Cartongesso in ufficio a Milano: dividere e insonorizzare gli spazi
Quando un ufficio cresce o cambia, raramente serve abbattere muri. Spesso basta il cartongesso: leggero, veloce da montare e reversibile. Ecco cosa permette davvero, come usarlo per l'acustica e a cosa fare attenzione nei palazzi di Milano.

Il cartongesso e' diventato lo strumento piu' comune per adattare gli uffici senza opere pesanti. Si lavora in fretta, si sporca poco rispetto alla muratura e, se domani lo spazio cambia ancora, si modifica senza demolizioni. Per chi lavora a Milano, dove gli affitti e i tempi contano, e' spesso la soluzione piu' sensata.
Cosa permette di fare
- Pareti divisorie: ricavare uffici singoli, sale riunioni o un'area accoglienza da un open space, anche solo per una parte della superficie.
- Controsoffitti: nascondere impianti e cavi, integrare faretti e climatizzazione, abbassare un soffitto troppo alto per scaldarlo meno.
- Nicchie e armadiature: creare contenitori su misura senza mobili ingombranti.
- Correzioni estetiche: raddrizzare pareti irregolari, chiudere vecchie aperture, preparare superfici pulite da tinteggiare.
Insonorizzare: il vero motivo per cui molti scelgono il cartongesso
Negli uffici open space il rumore e' il problema numero uno. Una parete in cartongesso ben fatta non e' un semplice tramezzo: al suo interno si inserisce materiale fonoassorbente e, se serve, una doppia lastra. Il risultato e' una sala riunioni in cui si parla senza disturbare, o un ufficio direzionale piu' riservato. Anche il controsoffitto aiuta, perche' assorbe il riverbero che rimbalza tra pavimento e soffitto.
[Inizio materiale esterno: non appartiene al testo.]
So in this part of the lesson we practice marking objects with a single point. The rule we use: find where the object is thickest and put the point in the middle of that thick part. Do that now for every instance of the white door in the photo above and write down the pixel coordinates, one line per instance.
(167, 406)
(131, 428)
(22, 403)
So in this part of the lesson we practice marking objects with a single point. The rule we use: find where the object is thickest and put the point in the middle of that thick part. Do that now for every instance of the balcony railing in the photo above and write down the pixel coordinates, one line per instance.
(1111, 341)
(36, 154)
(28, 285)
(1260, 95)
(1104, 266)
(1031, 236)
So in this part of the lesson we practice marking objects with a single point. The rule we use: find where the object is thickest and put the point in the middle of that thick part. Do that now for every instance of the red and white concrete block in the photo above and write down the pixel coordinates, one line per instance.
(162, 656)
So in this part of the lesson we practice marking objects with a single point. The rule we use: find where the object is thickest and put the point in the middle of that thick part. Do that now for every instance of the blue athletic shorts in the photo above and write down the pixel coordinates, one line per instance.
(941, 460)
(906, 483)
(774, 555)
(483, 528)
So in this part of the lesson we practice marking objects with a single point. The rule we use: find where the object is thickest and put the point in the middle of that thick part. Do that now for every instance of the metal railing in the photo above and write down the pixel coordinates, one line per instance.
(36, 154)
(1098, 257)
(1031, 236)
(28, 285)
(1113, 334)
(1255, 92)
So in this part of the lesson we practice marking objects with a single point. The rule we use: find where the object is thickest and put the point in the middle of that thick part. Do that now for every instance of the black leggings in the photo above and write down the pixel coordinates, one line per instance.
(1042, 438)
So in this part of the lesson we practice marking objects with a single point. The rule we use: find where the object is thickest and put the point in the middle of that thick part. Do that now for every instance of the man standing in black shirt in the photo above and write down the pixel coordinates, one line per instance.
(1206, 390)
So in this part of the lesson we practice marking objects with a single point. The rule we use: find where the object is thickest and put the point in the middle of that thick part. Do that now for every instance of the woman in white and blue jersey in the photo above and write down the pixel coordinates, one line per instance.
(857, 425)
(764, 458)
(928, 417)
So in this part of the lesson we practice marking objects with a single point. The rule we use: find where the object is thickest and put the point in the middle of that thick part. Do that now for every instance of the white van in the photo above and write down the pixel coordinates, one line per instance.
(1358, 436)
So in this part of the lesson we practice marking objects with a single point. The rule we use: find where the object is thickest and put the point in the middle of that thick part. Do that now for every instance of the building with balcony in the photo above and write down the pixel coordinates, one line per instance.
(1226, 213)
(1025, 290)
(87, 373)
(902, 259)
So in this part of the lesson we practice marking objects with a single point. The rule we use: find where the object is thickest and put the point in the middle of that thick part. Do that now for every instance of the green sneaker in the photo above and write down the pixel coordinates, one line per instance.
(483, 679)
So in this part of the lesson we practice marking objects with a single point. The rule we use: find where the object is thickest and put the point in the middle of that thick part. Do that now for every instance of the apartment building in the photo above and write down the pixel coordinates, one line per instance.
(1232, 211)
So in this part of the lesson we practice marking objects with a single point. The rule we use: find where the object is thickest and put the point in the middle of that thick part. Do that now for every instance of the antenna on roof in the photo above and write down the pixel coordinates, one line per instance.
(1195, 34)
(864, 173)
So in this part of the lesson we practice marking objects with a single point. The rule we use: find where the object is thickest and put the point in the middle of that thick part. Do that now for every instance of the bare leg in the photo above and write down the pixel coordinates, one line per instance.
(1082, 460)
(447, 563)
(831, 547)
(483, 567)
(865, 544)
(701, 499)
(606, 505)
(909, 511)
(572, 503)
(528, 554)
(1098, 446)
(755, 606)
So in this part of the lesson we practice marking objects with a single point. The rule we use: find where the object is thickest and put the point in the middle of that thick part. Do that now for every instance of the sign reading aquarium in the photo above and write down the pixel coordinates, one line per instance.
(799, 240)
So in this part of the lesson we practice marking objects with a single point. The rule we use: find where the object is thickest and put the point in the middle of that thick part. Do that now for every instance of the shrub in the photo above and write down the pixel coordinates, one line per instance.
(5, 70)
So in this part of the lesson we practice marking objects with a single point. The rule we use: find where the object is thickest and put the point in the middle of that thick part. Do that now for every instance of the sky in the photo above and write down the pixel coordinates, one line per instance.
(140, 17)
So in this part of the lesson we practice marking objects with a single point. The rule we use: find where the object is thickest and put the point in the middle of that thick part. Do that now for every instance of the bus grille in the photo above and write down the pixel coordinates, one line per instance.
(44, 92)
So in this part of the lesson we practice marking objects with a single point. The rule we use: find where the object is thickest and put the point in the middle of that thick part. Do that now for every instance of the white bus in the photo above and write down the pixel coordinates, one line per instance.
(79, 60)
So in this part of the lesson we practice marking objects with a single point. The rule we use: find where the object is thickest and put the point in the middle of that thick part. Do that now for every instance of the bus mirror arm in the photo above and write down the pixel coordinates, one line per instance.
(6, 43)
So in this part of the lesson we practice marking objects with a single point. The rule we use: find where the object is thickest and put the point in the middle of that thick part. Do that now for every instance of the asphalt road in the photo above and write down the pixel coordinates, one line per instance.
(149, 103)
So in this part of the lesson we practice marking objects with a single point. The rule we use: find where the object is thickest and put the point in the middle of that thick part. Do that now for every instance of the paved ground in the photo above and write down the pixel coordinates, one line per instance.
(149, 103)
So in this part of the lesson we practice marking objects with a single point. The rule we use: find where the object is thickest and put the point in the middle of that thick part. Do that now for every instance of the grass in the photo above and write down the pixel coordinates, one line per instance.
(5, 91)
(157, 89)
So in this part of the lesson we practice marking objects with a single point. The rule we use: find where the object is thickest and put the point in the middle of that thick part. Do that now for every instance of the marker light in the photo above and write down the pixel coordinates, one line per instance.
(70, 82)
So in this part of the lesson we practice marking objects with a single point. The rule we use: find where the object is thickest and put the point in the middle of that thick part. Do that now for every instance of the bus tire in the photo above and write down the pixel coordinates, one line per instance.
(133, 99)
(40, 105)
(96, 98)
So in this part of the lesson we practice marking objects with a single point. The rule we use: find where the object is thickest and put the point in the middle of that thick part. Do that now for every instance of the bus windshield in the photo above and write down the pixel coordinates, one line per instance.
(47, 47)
Tempi e accorgimenti nei palazzi di Milano
In citta' la maggior parte degli interventi avviene in edifici condivisi: condomini, palazzi per uffici, stabili con orari e regole. Qualche accorgimento evita problemi.
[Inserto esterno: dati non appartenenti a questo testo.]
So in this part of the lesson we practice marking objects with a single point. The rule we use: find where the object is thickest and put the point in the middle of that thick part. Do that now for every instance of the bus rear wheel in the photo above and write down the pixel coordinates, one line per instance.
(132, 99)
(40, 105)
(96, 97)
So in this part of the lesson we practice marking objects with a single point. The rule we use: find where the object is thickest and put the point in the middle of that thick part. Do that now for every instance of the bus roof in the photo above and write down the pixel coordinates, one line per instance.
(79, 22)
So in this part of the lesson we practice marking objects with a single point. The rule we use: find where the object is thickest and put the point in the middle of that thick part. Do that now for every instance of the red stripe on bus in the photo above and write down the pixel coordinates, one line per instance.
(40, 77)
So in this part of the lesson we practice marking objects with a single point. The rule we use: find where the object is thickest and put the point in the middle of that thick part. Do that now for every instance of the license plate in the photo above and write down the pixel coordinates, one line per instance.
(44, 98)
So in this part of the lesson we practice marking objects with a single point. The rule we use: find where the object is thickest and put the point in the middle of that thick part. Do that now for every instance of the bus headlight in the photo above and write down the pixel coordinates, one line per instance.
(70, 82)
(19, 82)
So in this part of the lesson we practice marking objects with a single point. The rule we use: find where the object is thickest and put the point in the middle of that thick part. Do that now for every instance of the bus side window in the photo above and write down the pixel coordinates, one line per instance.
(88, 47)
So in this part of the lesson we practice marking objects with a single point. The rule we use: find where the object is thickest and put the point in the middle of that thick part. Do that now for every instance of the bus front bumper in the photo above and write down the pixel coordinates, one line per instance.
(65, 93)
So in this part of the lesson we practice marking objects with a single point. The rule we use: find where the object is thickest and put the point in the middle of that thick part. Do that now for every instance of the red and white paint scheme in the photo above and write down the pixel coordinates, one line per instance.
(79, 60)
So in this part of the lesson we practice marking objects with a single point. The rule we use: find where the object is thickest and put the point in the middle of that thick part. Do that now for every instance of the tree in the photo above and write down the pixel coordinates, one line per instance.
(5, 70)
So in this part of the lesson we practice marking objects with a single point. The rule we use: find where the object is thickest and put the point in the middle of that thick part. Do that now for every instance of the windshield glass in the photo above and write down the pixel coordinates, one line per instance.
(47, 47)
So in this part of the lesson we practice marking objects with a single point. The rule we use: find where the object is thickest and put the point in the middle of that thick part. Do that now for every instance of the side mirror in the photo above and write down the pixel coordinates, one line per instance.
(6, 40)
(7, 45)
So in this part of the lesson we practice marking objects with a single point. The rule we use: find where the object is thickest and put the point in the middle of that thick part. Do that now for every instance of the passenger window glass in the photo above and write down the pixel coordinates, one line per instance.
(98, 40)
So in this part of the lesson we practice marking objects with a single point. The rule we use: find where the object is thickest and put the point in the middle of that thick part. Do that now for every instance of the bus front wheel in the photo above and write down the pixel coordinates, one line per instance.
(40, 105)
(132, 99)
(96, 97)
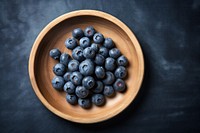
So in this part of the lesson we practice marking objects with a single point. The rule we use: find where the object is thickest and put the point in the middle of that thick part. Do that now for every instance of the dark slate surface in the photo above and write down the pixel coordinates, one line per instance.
(169, 33)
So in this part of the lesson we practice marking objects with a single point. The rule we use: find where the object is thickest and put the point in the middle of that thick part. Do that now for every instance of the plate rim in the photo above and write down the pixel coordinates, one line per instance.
(69, 15)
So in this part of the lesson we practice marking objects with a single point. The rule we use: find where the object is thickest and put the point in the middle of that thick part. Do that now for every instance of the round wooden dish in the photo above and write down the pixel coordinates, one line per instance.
(54, 36)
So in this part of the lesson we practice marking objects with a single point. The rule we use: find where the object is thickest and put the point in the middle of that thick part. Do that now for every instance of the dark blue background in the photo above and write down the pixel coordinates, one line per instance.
(169, 33)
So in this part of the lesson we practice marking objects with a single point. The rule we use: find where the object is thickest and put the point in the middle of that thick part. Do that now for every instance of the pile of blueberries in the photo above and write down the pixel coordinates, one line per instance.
(95, 70)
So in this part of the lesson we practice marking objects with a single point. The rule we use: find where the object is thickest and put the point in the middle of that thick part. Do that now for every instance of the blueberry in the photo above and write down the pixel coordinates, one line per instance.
(76, 78)
(65, 58)
(72, 99)
(110, 64)
(119, 85)
(55, 53)
(122, 61)
(110, 78)
(77, 53)
(99, 59)
(71, 43)
(81, 92)
(103, 51)
(58, 83)
(89, 53)
(88, 82)
(100, 72)
(66, 76)
(98, 38)
(73, 65)
(108, 91)
(98, 99)
(95, 47)
(108, 43)
(84, 103)
(89, 31)
(77, 33)
(69, 87)
(98, 88)
(84, 42)
(86, 67)
(114, 53)
(59, 69)
(120, 72)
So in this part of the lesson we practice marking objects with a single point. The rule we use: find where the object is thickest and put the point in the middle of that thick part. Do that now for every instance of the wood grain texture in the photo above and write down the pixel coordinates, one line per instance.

Da concordare prima di iniziare
- Orari di lavoro: molti regolamenti condominiali limitano le lavorazioni rumorose a certe fasce. Meglio verificarlo subito.
- Polvere e protezioni: il taglio delle lastre va aspirato e le aree vicine protette, soprattutto se l'ufficio resta in uso.
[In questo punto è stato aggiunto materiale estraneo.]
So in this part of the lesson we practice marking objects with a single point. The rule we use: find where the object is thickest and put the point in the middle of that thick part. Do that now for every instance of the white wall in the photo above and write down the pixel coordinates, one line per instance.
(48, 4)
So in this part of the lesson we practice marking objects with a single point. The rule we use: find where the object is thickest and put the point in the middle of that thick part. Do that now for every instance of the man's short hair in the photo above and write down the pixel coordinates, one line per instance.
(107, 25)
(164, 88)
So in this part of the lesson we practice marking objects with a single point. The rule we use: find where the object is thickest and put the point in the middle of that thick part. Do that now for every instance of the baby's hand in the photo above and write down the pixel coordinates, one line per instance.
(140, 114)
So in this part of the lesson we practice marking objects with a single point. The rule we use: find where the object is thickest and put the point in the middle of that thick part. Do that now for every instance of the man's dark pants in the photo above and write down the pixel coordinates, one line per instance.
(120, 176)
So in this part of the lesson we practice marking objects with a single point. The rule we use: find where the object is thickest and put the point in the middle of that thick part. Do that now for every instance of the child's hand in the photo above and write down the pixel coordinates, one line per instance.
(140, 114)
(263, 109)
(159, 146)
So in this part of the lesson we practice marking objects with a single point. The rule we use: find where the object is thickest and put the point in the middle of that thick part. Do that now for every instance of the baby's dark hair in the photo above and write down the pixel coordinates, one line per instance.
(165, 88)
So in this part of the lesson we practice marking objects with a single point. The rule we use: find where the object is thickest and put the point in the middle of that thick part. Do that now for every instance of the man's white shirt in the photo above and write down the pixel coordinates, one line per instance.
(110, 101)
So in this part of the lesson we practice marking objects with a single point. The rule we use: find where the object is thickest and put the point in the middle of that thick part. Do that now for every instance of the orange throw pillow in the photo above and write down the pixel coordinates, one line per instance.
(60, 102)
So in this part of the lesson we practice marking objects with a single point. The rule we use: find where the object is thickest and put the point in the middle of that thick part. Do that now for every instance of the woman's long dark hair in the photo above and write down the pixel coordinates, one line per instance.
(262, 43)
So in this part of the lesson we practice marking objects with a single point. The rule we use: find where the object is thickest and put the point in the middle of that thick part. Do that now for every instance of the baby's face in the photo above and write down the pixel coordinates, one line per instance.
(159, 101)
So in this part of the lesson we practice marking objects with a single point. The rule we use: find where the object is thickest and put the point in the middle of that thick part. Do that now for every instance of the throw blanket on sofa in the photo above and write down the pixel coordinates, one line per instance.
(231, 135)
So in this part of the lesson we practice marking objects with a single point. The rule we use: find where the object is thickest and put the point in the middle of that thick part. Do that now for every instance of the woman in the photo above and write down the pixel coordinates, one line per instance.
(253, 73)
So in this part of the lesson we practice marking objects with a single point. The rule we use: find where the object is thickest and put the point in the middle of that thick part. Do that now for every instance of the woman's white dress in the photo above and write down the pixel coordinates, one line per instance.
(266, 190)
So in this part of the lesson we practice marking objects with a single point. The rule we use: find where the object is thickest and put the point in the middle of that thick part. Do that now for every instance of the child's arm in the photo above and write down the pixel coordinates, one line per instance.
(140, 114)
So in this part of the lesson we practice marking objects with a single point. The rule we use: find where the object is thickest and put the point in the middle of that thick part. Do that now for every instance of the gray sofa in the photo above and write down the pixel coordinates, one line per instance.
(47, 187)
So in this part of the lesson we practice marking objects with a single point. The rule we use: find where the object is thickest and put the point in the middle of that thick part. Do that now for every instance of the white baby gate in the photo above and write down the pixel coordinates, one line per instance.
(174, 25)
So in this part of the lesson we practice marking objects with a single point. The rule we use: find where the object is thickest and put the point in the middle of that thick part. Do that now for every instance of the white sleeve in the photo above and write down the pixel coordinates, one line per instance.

- Accessi e ascensori: trasporto materiali e tutela degli spazi comuni vanno pianificati.
- Pulizia finale: dopo il cartongesso serve una pulizia di fine lavoro per togliere le polveri sottili.
Quando serve anche l'edile, oltre al cartongesso
Il cartongesso copre molto, ma non tutto. Se vanno spostati punti luce e prese, rifatti pavimenti, sistemati infissi o ritoccate murature, conviene avere un unico interlocutore che coordini cartongesso, opere edili e finiture. Cosi' i tempi non si allungano e nessuno si rimpalla le responsabilita'.
Errori da evitare
- Pensare che tutte le pareti in cartongesso isolino allo stesso modo: l'acustica dipende da come sono fatte dentro.
- Non prevedere botole o aperture per arrivare agli impianti nascosti nel controsoffitto.
- Iniziare senza aver chiarito orari e regole del palazzo.
- Dimenticare la pulizia di fine cantiere: la polvere del cartongesso e' fine e si posa ovunque.